Posted 30 August 2013. PMN Crop News.
How to Spot and Control the Japanese Beetle
Source: United Soybean Board Press Release. www.unitedsoybean.org
Chesterfield, Missouri (August 23, 2013)--The Japanese beetle is not considered a serious plant pest in its native country. However, since the pests were first discovered in the United States in 1916, they have become highly destructive, as well as difficult and expensive to control.
Managing the Japanese beetle in soybeans can be very challenging.

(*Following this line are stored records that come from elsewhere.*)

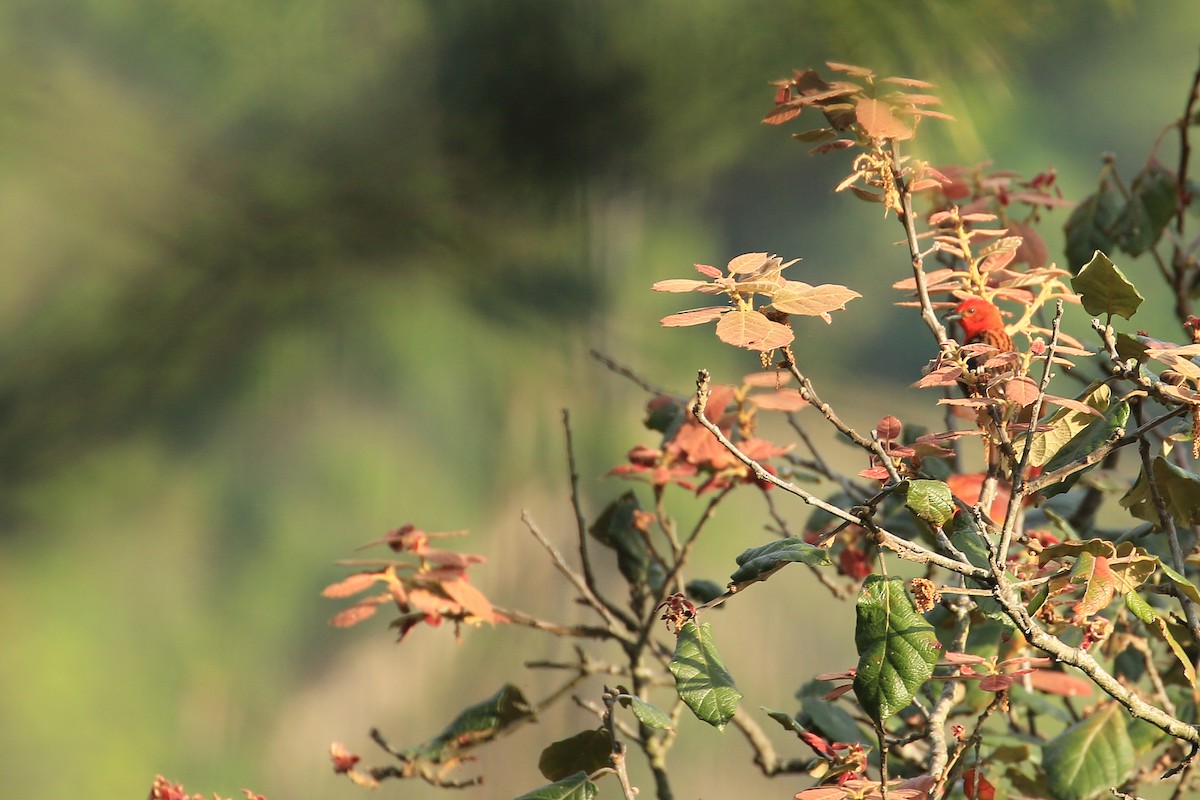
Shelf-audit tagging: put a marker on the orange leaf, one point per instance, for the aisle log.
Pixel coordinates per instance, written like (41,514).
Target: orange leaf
(354,614)
(879,121)
(784,400)
(471,599)
(753,330)
(352,584)
(1023,391)
(1060,683)
(694,317)
(678,284)
(797,298)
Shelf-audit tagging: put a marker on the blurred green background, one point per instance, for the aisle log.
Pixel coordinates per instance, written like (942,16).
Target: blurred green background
(279,276)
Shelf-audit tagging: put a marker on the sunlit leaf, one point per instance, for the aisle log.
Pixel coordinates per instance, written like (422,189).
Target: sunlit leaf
(1179,487)
(897,648)
(574,787)
(751,330)
(703,683)
(694,317)
(1090,756)
(647,714)
(1087,228)
(478,723)
(1104,289)
(879,121)
(798,298)
(583,752)
(757,563)
(930,500)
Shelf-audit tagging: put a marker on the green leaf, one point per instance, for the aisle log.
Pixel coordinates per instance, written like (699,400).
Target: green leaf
(897,648)
(1084,443)
(757,563)
(701,679)
(1090,756)
(1065,425)
(617,528)
(1150,206)
(701,590)
(647,714)
(930,500)
(475,725)
(1087,228)
(586,751)
(575,787)
(1104,289)
(1179,487)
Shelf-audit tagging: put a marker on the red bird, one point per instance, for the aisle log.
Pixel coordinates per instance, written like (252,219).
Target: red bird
(981,323)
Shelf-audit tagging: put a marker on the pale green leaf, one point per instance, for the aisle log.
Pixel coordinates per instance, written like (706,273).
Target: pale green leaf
(897,648)
(1090,756)
(703,683)
(1104,289)
(930,500)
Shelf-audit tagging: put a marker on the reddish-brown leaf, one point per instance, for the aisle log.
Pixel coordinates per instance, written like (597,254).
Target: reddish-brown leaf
(877,120)
(354,614)
(947,376)
(798,298)
(783,400)
(352,584)
(694,317)
(753,330)
(1021,391)
(678,284)
(1060,683)
(888,428)
(747,263)
(471,599)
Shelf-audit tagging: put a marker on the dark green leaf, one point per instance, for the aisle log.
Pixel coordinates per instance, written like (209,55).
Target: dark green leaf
(575,787)
(831,721)
(701,591)
(477,725)
(1084,443)
(930,500)
(897,648)
(701,679)
(583,752)
(617,528)
(1087,228)
(1179,487)
(786,721)
(1090,756)
(757,563)
(1104,290)
(1150,206)
(647,714)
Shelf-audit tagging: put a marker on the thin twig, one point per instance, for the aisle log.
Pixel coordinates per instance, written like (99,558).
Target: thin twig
(900,546)
(616,625)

Both the adults and larvae could potentially injure to crops. Adult beetles cause most of their soybean-yield damage through defoliation.
It is important to scout flowering soybean fields starting in early June into late July to determine the extent of defoliation. An adult Japanese beetle can be identified by the following characteristics:
• Less than a half-inch long
• Shiny, metallic-green body
• Bronze-colored outer wings
• White tufts along the side of the abdomen
The economic threshold for deciding whether to treat Japanese beetles is 30 percent defoliation before bloom and 20 percent defoliation after bloom. Some ways to detect and manage Japanese beetles include:
• Japanese beetle traps. Helpful for detecting beetles and monitoring population fluctuations.
• Control methods. Several potential options exist, including chemical controls, biological controls, or mechanical traps.